At the same time, both men stress the beneficial effects of order and cleanliness, fixed routines and supervision. It is keeping with this that Miranda’s attempt to improve prison conditions led to a royal ordinance of 19 May 1798, which ruled that prisoners who had committed serious crimes should be separated from those who were guilty of minor offences and could therefore be improved provided the bodies were properly distributed in time and space. The modern tendency towards parcelling and division is clear enough, along with the emphasis on ordered conditions for matters large and small, ranging from the finances of the realm to children’s homes and poor relief. This universalistic tendency and longing for order in the midst of diversity is, despite all the differences in the individual contributions, a recurrent characteristic of the enlightenment project of rationalism. It is primarily general principles that determine both Miranda’s reforms and Lunding’s observations and descriptions.

Whereas Miranda subsequently disappeared from Danish history, Matthias Lunding continued his work, and in 1789 he succeeded his father as director of the Royal Orphanage for Newborn Children, in keeping with the ideas about the relationship between production, growth, work discipline, and the eradication of poverty which his father’s colleague Niels Ryberg had launched in the 1770s. Let us follow Lunding on his trip to spinneries and spinning schools in south Fyn and elsewhere: For epoch-making things were happening in terms of the history of the body, precisely at the time when Lunding started his tour.

In a letter dated 2 July 1787, Sybille Reventlow writes about her husband Johan Ludvig (cf. below):

In the afternoon Ludvig danced with the peasants’ children and had them perform a great many physical exercises, and in the evening we all danced with our people. (Reventlow 1902: 114)

This was not a matter of wild, spontaneous play, but staged play, organized and controlled from above. These seem to be the first organized athletic events in Denmark.

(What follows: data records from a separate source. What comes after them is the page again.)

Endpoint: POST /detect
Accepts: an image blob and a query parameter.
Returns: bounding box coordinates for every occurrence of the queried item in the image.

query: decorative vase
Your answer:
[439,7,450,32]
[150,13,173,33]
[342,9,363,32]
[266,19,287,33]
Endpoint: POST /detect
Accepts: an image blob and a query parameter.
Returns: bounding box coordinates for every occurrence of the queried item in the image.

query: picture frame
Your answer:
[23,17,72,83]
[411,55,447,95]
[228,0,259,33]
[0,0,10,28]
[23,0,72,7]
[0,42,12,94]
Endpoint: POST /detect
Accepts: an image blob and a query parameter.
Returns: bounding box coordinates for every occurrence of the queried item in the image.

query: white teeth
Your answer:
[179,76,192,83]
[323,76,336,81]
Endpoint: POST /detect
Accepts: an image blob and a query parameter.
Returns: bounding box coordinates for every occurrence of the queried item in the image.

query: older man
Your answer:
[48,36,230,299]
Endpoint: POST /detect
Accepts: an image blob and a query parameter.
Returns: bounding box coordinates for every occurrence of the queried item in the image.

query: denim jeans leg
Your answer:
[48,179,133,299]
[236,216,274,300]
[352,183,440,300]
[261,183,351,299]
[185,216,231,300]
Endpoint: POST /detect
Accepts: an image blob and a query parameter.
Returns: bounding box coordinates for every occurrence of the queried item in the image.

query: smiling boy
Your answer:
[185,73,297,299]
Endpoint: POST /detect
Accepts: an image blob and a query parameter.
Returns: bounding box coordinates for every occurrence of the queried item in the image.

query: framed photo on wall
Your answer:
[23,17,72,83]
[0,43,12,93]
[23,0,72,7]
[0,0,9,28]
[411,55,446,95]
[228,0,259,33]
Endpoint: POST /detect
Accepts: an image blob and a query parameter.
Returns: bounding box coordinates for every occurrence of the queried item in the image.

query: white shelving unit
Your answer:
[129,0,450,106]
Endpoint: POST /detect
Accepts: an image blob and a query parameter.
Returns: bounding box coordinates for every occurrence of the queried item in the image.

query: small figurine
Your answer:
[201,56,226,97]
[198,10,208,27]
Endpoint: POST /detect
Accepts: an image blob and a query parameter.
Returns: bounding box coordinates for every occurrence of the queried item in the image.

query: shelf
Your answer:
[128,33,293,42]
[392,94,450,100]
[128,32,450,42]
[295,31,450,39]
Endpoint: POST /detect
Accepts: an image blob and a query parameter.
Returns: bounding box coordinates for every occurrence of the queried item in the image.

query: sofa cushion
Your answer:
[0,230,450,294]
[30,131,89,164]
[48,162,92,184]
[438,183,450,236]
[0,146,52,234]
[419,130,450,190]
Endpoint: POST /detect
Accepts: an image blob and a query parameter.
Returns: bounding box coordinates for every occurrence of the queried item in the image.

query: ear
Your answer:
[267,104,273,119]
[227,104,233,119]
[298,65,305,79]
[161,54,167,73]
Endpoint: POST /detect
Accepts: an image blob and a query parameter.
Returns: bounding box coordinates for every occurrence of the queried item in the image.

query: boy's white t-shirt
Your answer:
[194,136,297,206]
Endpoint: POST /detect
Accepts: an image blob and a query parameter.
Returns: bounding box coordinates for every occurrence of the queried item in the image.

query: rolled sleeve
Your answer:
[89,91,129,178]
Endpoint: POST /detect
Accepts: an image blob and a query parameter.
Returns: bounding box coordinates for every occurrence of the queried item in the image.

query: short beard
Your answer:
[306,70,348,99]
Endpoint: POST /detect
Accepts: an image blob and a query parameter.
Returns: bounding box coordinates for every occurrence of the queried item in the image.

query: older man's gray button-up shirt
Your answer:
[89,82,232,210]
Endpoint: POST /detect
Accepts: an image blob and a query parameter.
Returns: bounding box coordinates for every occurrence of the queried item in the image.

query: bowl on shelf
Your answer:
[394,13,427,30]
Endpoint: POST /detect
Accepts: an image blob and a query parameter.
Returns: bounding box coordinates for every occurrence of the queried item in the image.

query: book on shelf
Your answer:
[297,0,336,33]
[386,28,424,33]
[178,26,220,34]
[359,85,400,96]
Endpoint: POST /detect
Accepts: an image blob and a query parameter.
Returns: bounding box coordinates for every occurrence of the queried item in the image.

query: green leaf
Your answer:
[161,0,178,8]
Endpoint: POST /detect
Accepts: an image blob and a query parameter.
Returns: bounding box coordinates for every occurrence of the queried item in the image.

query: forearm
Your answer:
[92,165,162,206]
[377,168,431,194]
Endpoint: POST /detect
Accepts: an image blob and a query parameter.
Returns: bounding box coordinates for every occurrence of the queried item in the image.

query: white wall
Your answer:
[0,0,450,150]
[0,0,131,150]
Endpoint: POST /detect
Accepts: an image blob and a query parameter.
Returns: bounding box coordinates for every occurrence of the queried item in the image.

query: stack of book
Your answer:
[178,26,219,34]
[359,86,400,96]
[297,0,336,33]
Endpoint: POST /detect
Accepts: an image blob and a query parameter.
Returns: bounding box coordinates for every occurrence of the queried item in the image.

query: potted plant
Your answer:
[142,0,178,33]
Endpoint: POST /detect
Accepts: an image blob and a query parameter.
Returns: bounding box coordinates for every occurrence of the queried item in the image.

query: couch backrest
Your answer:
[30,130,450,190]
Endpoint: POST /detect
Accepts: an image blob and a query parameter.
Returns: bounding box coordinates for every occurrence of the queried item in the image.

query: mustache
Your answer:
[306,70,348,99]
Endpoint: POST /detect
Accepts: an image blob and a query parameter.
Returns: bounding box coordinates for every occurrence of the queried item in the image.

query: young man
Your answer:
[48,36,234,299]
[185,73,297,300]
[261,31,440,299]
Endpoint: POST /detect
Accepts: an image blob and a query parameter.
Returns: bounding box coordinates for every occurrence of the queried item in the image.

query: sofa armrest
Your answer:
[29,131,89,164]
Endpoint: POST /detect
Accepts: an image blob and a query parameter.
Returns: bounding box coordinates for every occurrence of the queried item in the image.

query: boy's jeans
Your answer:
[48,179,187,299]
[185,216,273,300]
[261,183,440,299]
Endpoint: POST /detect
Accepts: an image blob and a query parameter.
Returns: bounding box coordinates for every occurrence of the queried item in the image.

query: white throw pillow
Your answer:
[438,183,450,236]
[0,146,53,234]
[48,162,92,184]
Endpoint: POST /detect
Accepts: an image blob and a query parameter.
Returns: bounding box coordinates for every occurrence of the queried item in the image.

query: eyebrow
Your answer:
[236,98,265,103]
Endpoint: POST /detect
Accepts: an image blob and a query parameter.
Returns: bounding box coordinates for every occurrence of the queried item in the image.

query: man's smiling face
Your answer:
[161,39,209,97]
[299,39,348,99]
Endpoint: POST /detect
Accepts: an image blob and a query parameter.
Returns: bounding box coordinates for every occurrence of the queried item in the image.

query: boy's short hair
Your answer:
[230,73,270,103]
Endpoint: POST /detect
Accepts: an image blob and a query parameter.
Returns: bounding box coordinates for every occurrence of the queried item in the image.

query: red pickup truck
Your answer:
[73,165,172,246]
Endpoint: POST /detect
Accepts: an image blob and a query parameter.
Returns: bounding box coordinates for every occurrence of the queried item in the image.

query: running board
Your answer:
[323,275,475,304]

This was the decisive point: that not only the head but also the body now became an object for enlightenment, education, and imprinting. Even the breaks at the estate schools, when the children had formerly frolicked freely, were now to be brought into organized play.

It is clear from the same letter that Reventlow was busy in those days with the agrarian reforms on his lands, by which the common fields and villages were split up and enclosed in individual lots and farmsteads. On the preceding Sunday he had preached a fiery sermon to his peasants, with such enthusiasm and emotion that his listeners – who included the poet Jens Baggesen – had been moved to tears. We even read that Baggesen wept so violently that he was not himself for the rest of the day.

The question that now forces itself upon us is: what is the connection between these two champions of enlightenment, between Reventlow’s agricultural projects and dances with the children, and Baggesen’s being moved to tears? Let us look for an answer to this by peering over Lunding’s shoulder in south Fyn, and we will see that the events outlined here were not just chance happenings but important occasions in (bodily) history.